Depletion layer dependence on Weissenberg number with comparison to simulation. Experimental data used three effective shear rates: 26.2 s⁻¹, 78.6 s⁻¹, and 157.2 s⁻¹for T2 DNA (164 kb; R_g=1.6 μm;■) and λ DNA (48.5 kb; R_g=0.76 μm;□) in 40 μm × 40 μm × 8 mm channels. Combining two DNA sizes and three shear rates produces six data points on the plot: The Weissenberg numbers for T2 DNA ranges from 22–133 (τ = 0.85 sec), while λ DNA ranges from 2.5–15 (τ = 0.095 sec). Simulation (T2 DNA:●, λ DNA: ○) results consider a single coarse-grained polymer chain model of beads and springs using Brownian dynamics. A depletion layer thickness (L_d) is calculated from the full width, half-maximal dimensions of a fluorescence intensity profile. Error bars represent the maximum and minimal values on the means from 3–4 separate experiments and SD on the means for 60 simulation runs. Fluorescence intensity profiles were acquired across a channel (10 μm wide) after a consistent concentration profile was achieved (200–320 sec). Inset shows a log-log plot of experimental and simulation results, which are compared against the scaling relationship (Eq. 1; dotted line): Log(L_d/R_g)= (2/3)Log(Wi).

Fig. 7. Depletion layer thickness vs. oscillatory frequency

Filled squares (■) represent data points obtained at 0.25 Hz, 0.5 Hz, and 1 Hz respectively with the shear rate of 157 s⁻¹ (Wi=134; T2 DNA).
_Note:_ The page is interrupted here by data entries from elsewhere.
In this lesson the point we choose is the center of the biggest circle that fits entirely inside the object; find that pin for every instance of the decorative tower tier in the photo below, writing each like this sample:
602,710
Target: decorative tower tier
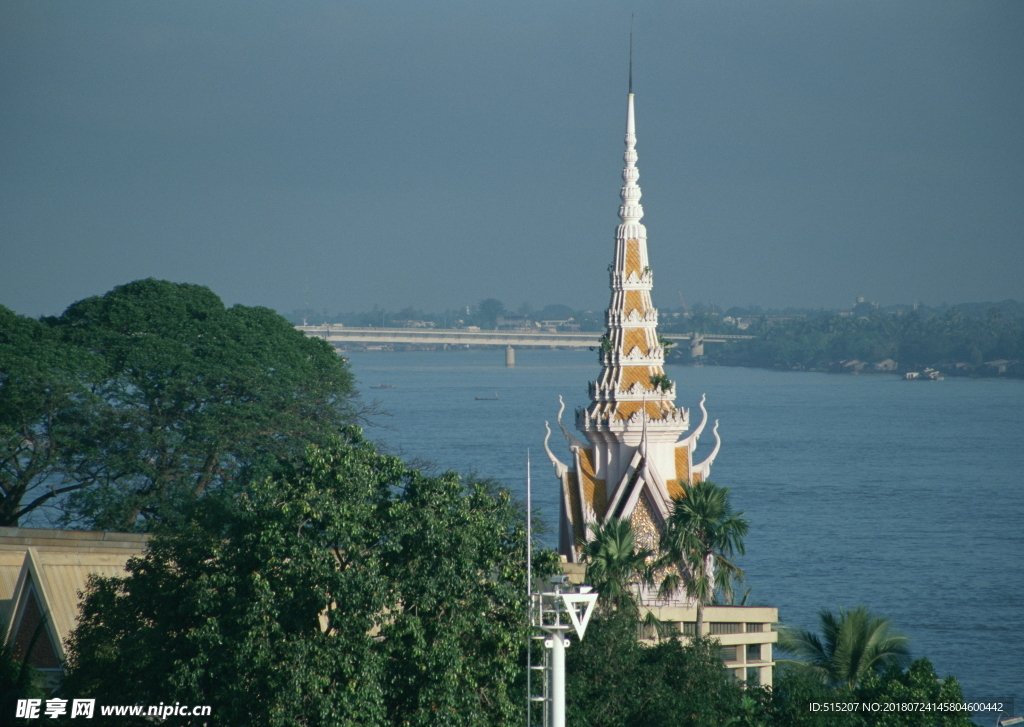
634,462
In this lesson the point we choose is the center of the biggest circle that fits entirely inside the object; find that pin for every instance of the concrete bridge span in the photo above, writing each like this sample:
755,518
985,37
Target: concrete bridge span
461,337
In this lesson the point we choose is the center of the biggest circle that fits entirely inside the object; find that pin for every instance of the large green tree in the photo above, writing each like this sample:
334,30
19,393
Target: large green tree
853,645
47,402
347,590
139,401
698,542
613,565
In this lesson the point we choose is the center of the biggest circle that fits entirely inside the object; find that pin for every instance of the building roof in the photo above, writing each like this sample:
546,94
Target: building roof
43,573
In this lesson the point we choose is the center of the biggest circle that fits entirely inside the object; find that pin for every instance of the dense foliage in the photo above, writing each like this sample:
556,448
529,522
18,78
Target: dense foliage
346,591
135,403
613,681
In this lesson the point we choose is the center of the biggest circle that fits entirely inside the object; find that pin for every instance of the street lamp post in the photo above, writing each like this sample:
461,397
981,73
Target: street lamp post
556,611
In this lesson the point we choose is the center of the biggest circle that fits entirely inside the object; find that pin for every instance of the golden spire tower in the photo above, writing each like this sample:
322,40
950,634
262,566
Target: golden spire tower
634,461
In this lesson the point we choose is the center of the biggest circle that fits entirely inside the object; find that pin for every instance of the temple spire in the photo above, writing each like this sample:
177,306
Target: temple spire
634,461
631,53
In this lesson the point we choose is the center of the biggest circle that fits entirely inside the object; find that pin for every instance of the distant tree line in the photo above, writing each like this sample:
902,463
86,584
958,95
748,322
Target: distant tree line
913,340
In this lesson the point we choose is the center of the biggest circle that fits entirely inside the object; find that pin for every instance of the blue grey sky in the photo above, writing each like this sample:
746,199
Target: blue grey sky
341,155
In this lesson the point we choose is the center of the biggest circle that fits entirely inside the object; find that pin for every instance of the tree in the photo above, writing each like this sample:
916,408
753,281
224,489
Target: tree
699,539
190,398
345,590
613,564
489,309
47,399
852,646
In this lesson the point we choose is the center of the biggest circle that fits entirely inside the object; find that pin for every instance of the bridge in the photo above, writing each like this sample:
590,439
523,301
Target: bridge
509,338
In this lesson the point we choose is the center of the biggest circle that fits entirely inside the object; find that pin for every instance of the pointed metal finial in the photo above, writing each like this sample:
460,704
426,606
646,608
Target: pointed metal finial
631,52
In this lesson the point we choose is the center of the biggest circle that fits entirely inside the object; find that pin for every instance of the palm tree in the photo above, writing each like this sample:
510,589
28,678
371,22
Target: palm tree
699,539
852,646
613,564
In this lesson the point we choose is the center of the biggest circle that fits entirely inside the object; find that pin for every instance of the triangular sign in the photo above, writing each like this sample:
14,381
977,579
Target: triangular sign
580,606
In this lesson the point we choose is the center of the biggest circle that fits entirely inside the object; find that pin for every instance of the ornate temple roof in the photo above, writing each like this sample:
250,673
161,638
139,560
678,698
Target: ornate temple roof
635,460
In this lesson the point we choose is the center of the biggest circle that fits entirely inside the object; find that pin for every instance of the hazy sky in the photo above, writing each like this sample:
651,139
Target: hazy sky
343,155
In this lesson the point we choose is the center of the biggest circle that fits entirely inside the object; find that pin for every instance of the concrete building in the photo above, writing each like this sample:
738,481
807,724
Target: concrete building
41,574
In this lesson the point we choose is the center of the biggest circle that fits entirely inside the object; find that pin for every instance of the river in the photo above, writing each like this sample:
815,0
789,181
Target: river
905,497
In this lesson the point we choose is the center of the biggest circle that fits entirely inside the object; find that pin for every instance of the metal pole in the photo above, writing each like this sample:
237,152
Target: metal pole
558,678
529,599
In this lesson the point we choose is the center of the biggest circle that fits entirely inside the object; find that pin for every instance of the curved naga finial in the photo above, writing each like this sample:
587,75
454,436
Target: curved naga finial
704,469
568,435
691,440
560,469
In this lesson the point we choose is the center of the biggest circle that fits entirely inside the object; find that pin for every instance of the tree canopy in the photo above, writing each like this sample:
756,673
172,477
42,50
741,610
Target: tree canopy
347,590
134,403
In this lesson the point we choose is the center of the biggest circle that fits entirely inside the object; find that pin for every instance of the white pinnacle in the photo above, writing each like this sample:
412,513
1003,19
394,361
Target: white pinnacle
631,210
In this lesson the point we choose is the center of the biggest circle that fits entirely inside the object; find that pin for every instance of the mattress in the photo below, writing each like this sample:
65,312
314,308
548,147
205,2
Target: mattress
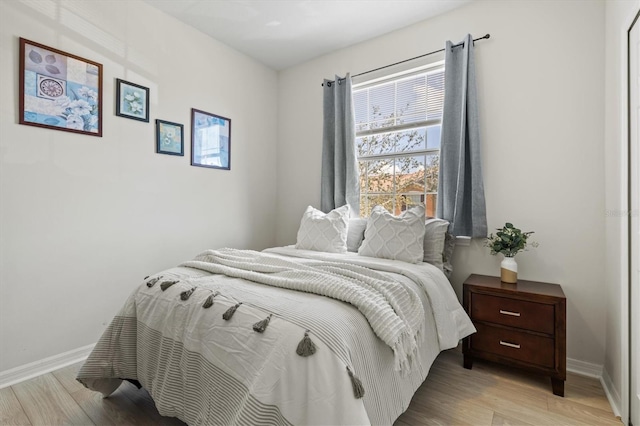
205,369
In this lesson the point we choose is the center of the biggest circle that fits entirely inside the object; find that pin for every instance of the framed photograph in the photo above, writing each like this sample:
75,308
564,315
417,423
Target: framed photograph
169,138
58,90
132,100
210,140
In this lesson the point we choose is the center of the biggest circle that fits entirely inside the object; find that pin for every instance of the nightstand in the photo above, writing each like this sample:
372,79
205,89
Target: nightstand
521,325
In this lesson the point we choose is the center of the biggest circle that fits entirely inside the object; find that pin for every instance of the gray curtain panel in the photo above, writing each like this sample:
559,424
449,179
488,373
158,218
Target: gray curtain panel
460,186
339,184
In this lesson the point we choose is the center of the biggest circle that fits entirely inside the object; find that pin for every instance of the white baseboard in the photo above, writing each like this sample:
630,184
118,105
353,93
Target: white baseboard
597,371
584,368
612,394
38,368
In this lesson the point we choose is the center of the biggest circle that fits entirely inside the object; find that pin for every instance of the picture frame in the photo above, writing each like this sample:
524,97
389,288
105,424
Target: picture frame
132,100
59,90
210,140
169,138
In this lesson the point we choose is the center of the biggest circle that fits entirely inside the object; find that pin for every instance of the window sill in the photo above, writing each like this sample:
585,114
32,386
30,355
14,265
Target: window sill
463,241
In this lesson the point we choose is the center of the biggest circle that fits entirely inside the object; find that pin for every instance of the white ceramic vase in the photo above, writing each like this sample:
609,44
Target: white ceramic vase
509,270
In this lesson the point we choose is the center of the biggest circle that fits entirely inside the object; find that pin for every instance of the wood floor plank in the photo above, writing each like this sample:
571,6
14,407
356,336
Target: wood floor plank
489,394
67,377
11,412
46,402
502,420
576,410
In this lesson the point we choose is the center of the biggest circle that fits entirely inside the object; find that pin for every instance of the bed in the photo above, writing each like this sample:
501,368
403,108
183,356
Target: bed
289,335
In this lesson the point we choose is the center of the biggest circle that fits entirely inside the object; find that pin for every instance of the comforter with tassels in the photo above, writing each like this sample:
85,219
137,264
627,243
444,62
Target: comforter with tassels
284,337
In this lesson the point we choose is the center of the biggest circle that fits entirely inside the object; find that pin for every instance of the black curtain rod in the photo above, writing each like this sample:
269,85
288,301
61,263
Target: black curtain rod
407,60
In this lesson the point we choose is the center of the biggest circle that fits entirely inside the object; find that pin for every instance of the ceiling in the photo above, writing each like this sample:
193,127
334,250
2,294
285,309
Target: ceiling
283,33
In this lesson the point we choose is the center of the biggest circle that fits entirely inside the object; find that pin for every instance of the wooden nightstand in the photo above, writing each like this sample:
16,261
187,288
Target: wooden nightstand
521,325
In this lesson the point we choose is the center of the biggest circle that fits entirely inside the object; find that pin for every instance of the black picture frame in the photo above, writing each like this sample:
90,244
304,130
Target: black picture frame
132,101
169,138
210,140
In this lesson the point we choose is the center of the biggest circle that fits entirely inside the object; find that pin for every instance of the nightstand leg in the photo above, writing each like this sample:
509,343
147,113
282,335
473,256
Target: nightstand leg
558,386
467,362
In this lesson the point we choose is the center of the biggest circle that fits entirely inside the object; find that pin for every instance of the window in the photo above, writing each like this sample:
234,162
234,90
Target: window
398,122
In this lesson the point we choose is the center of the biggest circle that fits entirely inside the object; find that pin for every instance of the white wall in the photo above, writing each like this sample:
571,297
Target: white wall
619,15
541,90
84,219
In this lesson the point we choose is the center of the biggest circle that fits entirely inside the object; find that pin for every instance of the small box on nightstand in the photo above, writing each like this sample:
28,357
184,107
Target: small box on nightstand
521,325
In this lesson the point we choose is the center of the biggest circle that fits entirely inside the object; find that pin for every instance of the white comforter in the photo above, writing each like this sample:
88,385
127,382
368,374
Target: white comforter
206,370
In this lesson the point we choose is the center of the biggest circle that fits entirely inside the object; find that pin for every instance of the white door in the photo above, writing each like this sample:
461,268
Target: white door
634,215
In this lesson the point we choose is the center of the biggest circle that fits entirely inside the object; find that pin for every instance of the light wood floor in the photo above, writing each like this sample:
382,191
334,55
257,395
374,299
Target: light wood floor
487,395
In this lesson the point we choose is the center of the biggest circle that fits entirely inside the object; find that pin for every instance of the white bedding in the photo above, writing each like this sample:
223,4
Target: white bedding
205,370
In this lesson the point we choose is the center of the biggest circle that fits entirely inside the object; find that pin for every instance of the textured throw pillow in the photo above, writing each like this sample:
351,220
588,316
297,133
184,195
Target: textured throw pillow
434,239
324,232
395,237
355,233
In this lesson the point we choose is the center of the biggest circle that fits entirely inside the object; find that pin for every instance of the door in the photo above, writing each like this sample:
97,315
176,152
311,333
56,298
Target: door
634,219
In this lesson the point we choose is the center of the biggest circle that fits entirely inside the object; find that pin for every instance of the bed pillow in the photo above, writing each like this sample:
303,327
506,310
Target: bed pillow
449,246
395,237
434,242
355,233
324,232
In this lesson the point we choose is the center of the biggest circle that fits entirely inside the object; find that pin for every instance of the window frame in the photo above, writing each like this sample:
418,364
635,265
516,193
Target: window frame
426,152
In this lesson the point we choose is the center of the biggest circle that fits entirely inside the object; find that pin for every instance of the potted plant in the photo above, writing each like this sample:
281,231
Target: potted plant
509,241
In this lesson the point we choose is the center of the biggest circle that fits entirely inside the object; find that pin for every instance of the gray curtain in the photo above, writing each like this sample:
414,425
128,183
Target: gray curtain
339,184
460,186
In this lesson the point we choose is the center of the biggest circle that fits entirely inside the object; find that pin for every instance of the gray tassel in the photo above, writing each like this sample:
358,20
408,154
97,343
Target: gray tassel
152,281
227,315
187,293
261,326
306,347
166,284
209,301
358,389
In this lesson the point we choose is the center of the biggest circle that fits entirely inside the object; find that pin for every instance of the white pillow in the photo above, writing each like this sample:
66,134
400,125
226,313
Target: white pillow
434,239
395,237
355,233
324,232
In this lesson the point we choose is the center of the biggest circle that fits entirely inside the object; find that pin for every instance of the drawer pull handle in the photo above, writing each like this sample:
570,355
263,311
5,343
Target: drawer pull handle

Filled circles (●) represent computer simulation results by treating a single DNA molecule with Brownian dynamics without considering the delayed response of PDMS devices. Error bars represent the maximum and minimal values on the means from 3–4 separate experiments and SD on the means for 60 simulation runs. The depletion layer thickness (L_d) is the half-maximal width of fluorescence intensity profile. Higher frequency reduces depletion layers because shear strain experienced by DNA under oscillatory flow decreases as frequency increase. Also, the elastic property of PDMS device and plastic tubing reduces net shear strain. A quantitative measure of the depletion layer thickness (L_d) is calculated as the same method used in Fig. 6.